これは、「昨日のわれ」「今日のわれ」と言えばただ同じものであることを言うのである。


〔抄私訳〕

「而今のさとり、昨日にあらずといはず、いまはじめたるにあらず、かくのごとく参取するなり。しかあれば、大悟頭黒トウコクなり、大悟頭白トウハクなり。」とある。


今の「大悟」によって、「黒」とも「白」とも使うのである。猿の上で「黒」「白」を談ずるようなものである。


〔聞書私訳〕

/「しかあれば、第二頭におつることをいたみながら、第二頭をなからしむるがごとし。さとりのなれらん第二頭は、またまことの第二頭なりともおぼゆ。しかあれば、たとひ第二頭なりとも、たとひ百千頭なりとも、さとりなるべし。第二頭あれば、これよりかみに第一頭のあるをのこせるにはあらぬなり。」とある。


/「第一頭」(第一義諦)は、置くこともあるだろう、消えると理解する仕方もあるだろう。「仏」が「一乗」と説いておられるのは二、三に対する一ではないから「一」という言葉もあるのである。「仮」(かる)と言い「不落」(おちない)と言うのと同じである。


/落便宜ラクビンギという言葉がある。便宜(都合が好いこと)である、

便宜に従うなどというほどのことに用いる。


/この「落」を脱落の落と理解しては、どうか。但し、これは経豪の私の愚案である。恐るべし、恐るべし、早く改めるべきである、早く改めるべきである。

〔この経豪の割注と相応する注が『抄』に見当たらないので、書誌学的には検尋を要するようです。〕


/「第二」という言葉は「第二」月という言葉から言い始めたのである。「悟りを得」が「第二頭におつる」ことであるというのである。


「第二」月とは、目を患って月を見ると月が二つある。

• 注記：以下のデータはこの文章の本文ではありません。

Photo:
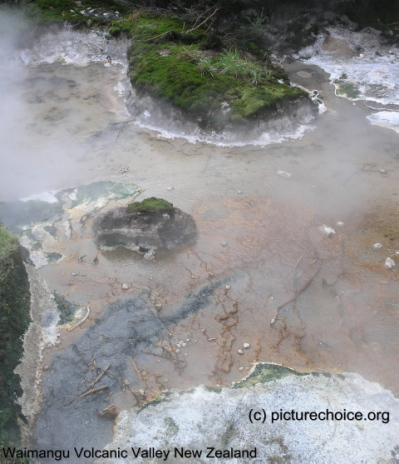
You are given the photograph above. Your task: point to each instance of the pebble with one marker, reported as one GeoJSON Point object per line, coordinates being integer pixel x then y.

これは実在の月ではなく、「第二」の月は偽りの月である。このために、「第二頭」は「さとり」ではないと言うが、そうではなく、「第二頭」がそのまま「さとり」であるのである。


「第二」月を「迷」と理解する場合も、ただ「第一」月だけがあるのである。「第二」月の下にこそ、そのまま「第一」の義が現れるので、このように説くのである。

〔この文は、一方が究め尽くすに至る経緯を明らかにしている。〕



〔聞書私訳〕

/「昨日のわれをわれとすれども、昨日はけふを第二人といはんがごとし。而今のさとり、昨日にあらずといはず、いまはじめたるにあらず」と言う、文の通りである。


「昨日」と言い「而今」と言っても、「われ」はそれぞれ別ではないのである。


/「しかあれば、大悟頭黒なり、大悟頭白なり」という「黒」「白」の言葉が変わっても、つまるところ、「大悟頭」の上に両方とも置く、「挙拈コネンする使得シトク十二時あり、抛却ホウキャクする被使十二時あり」(大悟が現成するときは二十四時間を使い得、大悟が隠れるときは二十四時間に使われるのである)と言うようなものである。


究極のところは、「さとり」より外に余る所がないというのである。


/「今時の人」という「今時」は、「頭黒」である。


/「仮悟否《悟を仮るや否や》」の「仮悟」は、「頭白」である。